Here’s a scenario I heard about from a very clever individual: Imagine
that you are sitting in a reception area in a fancy office on the 77th
floor of the Empire State Building. Suddenly the elevator opens and a
gentleman with a disheveled appearance walks over to the window which he
throws wide open. He backs up like he’s readying himself to take a running
leap and before he does so you are able to halt him temporarily.
You ask him, “Why are you about to do such a crazy and foolish thing?” He
shows you a piece of paper with a list of 49 items that he begins to
recite aloud; 1) Lost my job 2) Wife left me 3) Broke 4) Hungry 5) Dog
died 6) Chronic incurable diseases 7) Homeless etc. That’s just the
beginning of the list and any single item would be enough to drive the
average man over the top. He’s got the worst situation you ever heard of
or imagined.
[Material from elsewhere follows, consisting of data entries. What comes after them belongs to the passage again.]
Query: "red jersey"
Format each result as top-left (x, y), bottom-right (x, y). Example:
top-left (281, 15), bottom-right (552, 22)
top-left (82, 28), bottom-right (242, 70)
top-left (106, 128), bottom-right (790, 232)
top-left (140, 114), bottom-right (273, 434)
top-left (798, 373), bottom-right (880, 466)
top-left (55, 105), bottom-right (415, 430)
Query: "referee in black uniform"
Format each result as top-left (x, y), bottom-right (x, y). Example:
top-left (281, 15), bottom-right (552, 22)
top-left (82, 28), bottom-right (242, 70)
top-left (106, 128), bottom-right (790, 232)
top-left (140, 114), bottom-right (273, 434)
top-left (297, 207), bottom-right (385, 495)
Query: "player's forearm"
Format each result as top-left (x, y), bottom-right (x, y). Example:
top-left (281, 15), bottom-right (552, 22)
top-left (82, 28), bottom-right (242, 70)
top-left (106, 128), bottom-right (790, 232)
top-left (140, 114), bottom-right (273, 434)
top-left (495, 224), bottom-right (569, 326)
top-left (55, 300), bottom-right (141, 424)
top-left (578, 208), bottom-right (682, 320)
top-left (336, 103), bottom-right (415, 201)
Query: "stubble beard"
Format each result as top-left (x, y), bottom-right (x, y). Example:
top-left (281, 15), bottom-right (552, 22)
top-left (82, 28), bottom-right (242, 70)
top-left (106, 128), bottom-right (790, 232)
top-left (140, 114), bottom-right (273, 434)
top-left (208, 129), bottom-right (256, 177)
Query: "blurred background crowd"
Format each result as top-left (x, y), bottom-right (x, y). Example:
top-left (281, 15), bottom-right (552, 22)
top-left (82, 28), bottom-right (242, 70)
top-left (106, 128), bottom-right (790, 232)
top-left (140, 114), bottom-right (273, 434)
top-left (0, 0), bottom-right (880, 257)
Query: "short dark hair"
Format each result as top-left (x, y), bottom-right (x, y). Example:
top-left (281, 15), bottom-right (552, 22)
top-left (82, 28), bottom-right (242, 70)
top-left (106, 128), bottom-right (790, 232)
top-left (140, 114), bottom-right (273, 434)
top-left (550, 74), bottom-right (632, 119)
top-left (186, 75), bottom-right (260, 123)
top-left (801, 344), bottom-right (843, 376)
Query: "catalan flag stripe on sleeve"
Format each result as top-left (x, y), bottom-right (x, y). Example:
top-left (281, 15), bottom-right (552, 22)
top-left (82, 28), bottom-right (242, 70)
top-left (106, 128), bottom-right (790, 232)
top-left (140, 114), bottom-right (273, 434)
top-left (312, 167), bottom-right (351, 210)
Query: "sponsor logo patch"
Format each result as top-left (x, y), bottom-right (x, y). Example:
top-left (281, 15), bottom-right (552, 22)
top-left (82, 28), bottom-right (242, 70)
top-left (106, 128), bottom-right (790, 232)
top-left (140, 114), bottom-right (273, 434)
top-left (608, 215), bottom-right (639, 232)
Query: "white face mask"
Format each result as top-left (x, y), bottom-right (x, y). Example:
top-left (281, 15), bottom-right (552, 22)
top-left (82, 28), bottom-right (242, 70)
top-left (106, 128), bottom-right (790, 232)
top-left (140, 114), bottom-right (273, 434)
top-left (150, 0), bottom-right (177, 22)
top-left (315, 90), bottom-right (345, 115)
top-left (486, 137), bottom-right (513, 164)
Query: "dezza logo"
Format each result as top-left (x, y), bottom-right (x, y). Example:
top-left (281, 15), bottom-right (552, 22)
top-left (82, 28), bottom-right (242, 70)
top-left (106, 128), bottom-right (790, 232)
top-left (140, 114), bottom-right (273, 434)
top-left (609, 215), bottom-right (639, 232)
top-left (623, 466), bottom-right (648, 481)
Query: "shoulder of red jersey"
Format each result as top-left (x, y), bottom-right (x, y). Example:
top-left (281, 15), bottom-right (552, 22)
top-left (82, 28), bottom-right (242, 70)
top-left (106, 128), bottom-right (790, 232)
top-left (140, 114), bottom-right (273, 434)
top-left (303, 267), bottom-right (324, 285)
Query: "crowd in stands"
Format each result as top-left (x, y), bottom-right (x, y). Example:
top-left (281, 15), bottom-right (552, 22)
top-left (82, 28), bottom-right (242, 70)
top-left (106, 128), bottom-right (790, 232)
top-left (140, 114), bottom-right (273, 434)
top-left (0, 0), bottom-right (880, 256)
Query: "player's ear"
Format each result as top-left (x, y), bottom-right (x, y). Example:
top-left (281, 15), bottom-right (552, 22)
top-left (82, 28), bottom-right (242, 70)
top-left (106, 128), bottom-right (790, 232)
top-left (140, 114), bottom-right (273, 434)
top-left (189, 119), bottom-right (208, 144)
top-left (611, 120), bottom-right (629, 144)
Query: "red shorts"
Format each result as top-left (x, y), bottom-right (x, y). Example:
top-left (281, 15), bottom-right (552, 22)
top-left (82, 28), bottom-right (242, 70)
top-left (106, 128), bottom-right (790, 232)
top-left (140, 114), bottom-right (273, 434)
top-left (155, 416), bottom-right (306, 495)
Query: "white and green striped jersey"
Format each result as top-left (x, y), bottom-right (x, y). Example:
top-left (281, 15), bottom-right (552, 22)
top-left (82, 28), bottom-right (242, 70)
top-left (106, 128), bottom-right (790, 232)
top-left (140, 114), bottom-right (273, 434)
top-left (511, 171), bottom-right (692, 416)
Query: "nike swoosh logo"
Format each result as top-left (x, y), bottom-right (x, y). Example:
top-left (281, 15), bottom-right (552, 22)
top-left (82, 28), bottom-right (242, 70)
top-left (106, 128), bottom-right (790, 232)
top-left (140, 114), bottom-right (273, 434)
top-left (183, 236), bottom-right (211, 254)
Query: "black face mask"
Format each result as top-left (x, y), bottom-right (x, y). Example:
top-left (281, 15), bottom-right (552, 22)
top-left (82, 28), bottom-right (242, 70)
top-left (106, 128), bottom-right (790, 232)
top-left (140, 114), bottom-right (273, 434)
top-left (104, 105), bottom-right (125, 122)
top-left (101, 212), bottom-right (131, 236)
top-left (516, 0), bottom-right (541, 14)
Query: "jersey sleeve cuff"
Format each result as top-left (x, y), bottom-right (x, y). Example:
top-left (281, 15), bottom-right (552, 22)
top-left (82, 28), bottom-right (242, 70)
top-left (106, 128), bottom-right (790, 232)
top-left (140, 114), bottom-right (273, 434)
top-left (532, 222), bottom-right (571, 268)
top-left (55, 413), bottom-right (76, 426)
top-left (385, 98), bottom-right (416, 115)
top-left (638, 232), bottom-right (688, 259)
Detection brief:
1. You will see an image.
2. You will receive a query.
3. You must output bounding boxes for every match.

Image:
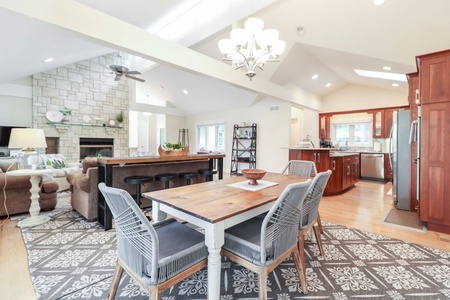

You’re ready to agree with his morbid conclusion. What can
you say to him?
Of course, you acknowledge his pain but you might challenge him with the
following question: What if on top of all the 49 things there was also a
50th and that is that you were also completely blind? Today you tapped
your way over, pressed the 77th floor button, before tapping your way to
the window and as you are about to leap, lo and behold the lights go on
and you are granted vision. You can see! Would you choose to jump at that
moment? For sure the fellow will say, “NO!” “Why not?”, you would have to
challenge him. He would probably answer, “I’d go around and check it all
out!” So then you tell him, “You aren’t blind! You can see! Use those
eyes to find goodness!”
The ravages of long exile tend to rob us of our sense of purpose and
direction. We become easily distracted by the small and silly. Eventually
we are living so small, we are at constant risk of losing our very
identities. We don’t see. The suicide is not dramatic but incremental and
accumulative, as moment after moment is deadened, by the activity of
killing of time. How true what Warren Buffet had said, “Habits are too
light to be felt until they are too heavy to break.”
Being in exile is like living at the airport. I was once stuck at JFK for
24 hours due to a snow storm. There was seemingly no way out.
Every “courtesy desk” employee was as frustrated, lost and discourteous as
we were. One disoriented oriental gent on his cell phone was heard
venting, “I don’t know where I am! I don’t know who I am! I don’t know why
I am!” I realized I should just make good use of the many Holy Books in
my bag. The Chofetz Chaim teaches that we are currently rebuilding the
Temple if not “in our days” but at least “with our days.” By indulging our
imaginations for one day in things oy vay we can build it all back by
learning to love what is!
Text Copyright © 2007 by Rabbi Label Lam and Torah.org.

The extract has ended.